James Bond arrives at Buck House by helicopter, sprints up the front staircase and walks in on the seated figure with the grey hair.  As she turns around and says, coolly, “Good evening, Mr. Bond” the entire Gale household, including my 90-year old Mother, splutters in unison “My God! It`s Her!”  Say what you like about the “Marxist undertones” of the whole opening extravaganza, the fact of the matter is that Her Maj, with help of her corgis,  just stole the show.
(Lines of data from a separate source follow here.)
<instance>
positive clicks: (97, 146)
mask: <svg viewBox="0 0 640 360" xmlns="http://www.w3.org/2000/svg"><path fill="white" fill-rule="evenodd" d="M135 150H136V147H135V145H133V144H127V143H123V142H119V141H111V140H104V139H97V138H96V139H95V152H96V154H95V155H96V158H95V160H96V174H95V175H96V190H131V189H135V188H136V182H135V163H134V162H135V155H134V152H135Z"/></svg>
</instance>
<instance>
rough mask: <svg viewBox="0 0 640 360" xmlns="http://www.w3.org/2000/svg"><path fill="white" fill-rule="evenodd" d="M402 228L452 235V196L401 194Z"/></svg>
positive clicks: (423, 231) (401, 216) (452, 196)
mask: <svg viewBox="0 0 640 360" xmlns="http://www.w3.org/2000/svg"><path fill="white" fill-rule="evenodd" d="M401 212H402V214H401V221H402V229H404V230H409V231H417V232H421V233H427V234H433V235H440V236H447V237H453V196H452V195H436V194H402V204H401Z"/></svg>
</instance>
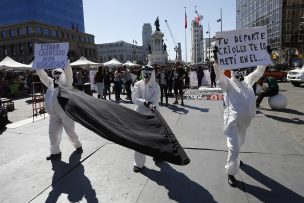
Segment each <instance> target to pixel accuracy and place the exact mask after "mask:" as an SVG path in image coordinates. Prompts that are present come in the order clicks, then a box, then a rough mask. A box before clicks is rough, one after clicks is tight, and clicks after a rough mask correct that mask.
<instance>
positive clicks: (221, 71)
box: [213, 46, 229, 90]
mask: <svg viewBox="0 0 304 203" xmlns="http://www.w3.org/2000/svg"><path fill="white" fill-rule="evenodd" d="M217 52H218V48H217V46H215V47H214V50H213V54H214V60H215V63H214V65H213V67H214V72H215V74H216V78H217V80H218V82H219V86H220V87H221V88H222V90H226V88H227V85H228V80H229V79H228V78H227V77H226V76H225V74H224V71H223V70H220V68H219V67H218V60H217Z"/></svg>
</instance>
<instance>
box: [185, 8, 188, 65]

What other Monarch, celebrating a diamond jubilee, could have got away with such delightfully wild eccentricity? Her entrance into the Olympic stadium ,  with Prince Philip, following a lookalike skydive from the helicopter performed by two stuntmen , brought the house down and the millions watching around the world can only have marvelled with envy at our good fortune in having managed to retain such an amazing institution as “The Firm”.
 
Ballswatch
 
The new immigration test is designed to examine visa-hunters in their knowledge of Shakespeare, Florence Nightingale, The Beatles, The Battle of Trafalgar, Brunel and the like in order to ensure that they can “integrate into society”.. How many existing UK residents do we suppose would pass the test?
 
Sample immigration test question: from which two places can you obtain advice if you have a problem at your place of work? (a) The CAB  (b) an MP  (c) your employer or (d) ACAS?
 
The “correct” answer is the CAB and ACAS. The Whitehall desk-bound author has clearly never seen the inside of an MP`s “advice surgery”.
 
The Equalities and Human Rights Commission is on the rack. To save money they propose to sack almost ninety of their lowest-paid staff almost all of whom come from ethnic minorities or are disabled.
 
As part of an American “tactical review” designed to protect civilians it is suggested that troops in Afghanistan should “not shoot until you are shot at”. A worthy concept dreamed up, no doubt, by a strategist who has not seen the front line recently.
 
Don`t ask me where these figures come from but apparently only one in five building labourers now bothers to wolf-whistle at passing pretty girls. The practice “represents times past”. Like opening doors, giving up seats and walking on the outside of the pavement, no doubt.
 
`Veteran Broadcaster` John Simpson, himself the reporter of many conflicts, has declared war on `management jargon` and wishes to `hunt down and destroy` Birt-speak and Americanisms`. Sounds good to me but BBC Standard English might not go down too well in Salford.
 
Labour`s Quango Queen Dame Suzi Leather has held a reported 30 posts in 15 years . Nice “work” if you can get it.
 
Olympic sponsors have paid large sums of money for the privilege of promoting their brands throughout the games but the “protection” of the Olympic logo extends, now, to words such as “summer” and “games” and the baker who made rings out of five bagels or the butcher who designed them out of strings of sausages or the florist who made five attractive rings out of paper flowers must have been bewildered to have their patriotism challenged by the Ring Police.
 
The authorities might better spend their time tracking down Swindon`s dastardly kidnapper.  Having stolen a beloved garden ornament he then posted a ransom note demanding “ £10 - or the gnome gets it”.
 
London`s Olympic `Zil` traffic lanes are clearly working well. President of the IOC, Jaques Rogge, was swept serenely into Central London accompanied by five police outriders.  Unfortunately, the dire warnings of a traffic-jammed city have proved such an effective deterrent that not only the Capital`s roads but also its theatres, shops and restaurants are empty and losing money fast.
 
Wirral Council has determined that teaching staff must register “lavish” gifts from grateful departing students. They should have taken a lesson from my now ageing  Scottish friend who says “thank you” to taxi drivers while telling them that “it`s an old Scottish custom that we use instead of a tip”!
 
“To avoid upsetting transgender students” Oxford University`s males may now wear skirts and stockings to exams. References to “men and women” have now been dropped from the dress code .
 
And finally
 
The Olympic Games are “not inclusive but ruthlessly and dazzlingly elitist” says Mayor Boris.  More from the stadium next month.